Accordingly, the determination device 100 according to the embodiment calculates the scores regarding the probability of the user performing a predetermined behavior for the plurality of pieces of content, and determines the advertisement of the app to be distributed to the terminal device 10 on the basis of the calculated scores, thereby to appropriately determine the distribution content to be distributed to the terminal device 10. That is, the determination device 100 can distribute the advertisement of the app having a high probability of being installed by the user, to the terminal device 10 of the user, thereby to improve the advertisement effect.
Further, in the determination device 100 according to the embodiment, the calculation unit 133 calculates the scores of the plurality of pieces of content on the basis of the individual score for each user information.
Accordingly, the determination device 100 according to the embodiment can appropriately determine the content to be distributed to the terminal device 10 according to the scores on the basis of the individual scores generated for each user information.
Further, in the determination device 100 according to the embodiment, the calculation unit 133 calculates the scores of the plurality of pieces of content on the basis of the individual scores generated for each user information including the user attribute information that is the information indicating the attributes of the user.
Accordingly, the determination device 100 according to the embodiment can appropriately determine the content to be distributed to the terminal device 10 according to the scores on the basis of the individual scores generated for each user information including the user attribute information.

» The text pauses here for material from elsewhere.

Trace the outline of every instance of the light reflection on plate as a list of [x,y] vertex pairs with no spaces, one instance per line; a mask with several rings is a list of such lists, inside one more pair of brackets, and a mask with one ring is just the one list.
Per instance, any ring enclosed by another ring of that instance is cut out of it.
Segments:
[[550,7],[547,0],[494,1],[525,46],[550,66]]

Further, in the determination device 100 according to the embodiment, the calculation unit 133 calculates the scores of the plurality of pieces of content on the basis of the individual scores generated for each user information including the terminal information that is the information regarding the terminal device 10.
Accordingly, the determination device 100 according to the embodiment can appropriately determine the content to be distributed to the terminal device 10 according to the scores on the basis of the individual scores generated for each user information including the terminal information.
Further, in the determination device 100 according to the embodiment, the determination unit 134 determines the distribution content to be distributed to the terminal device 10 on the basis of the degree of rarity of the user to one piece of content calculated on the basis of the score of the one piece of content in the user who uses the terminal device 10, and the scores of the one piece of content in other users.
Accordingly, the determination device 100 according to the embodiment can appropriately determine the content to be distributed to the terminal device 10 on the basis of the rarity of the user who uses the terminal device 10 in the pieces of content.
Further, in the determination device 100 according to the embodiment, the determination unit 134 determines the distribution content to be distributed to the terminal device 10 on the basis of the degree of rarity of the user to one piece of content calculated on the basis of the difference between the score of the one piece of content in the user who uses the terminal device 10, and an average of the scores of the one piece of content in the plurality of users.
Accordingly, the determination device 100 according to the embodiment can appropriately determine the content to be distributed to the terminal device 10 on the basis of the rarity indicating how much the user who uses the terminal device 10 deviates from the average of all the users, about the pieces of content.
Further, in the determination device 100 according to the embodiment, the calculation unit 133 calculates the scores regarding the probability of the user performing installation for the plurality of applications that is the plurality of pieces of content. The determination unit 134 determines the distribution content to be distributed to the terminal device 10, of the plurality of applications, on the basis of the scores of the applications calculated by the calculation unit 133.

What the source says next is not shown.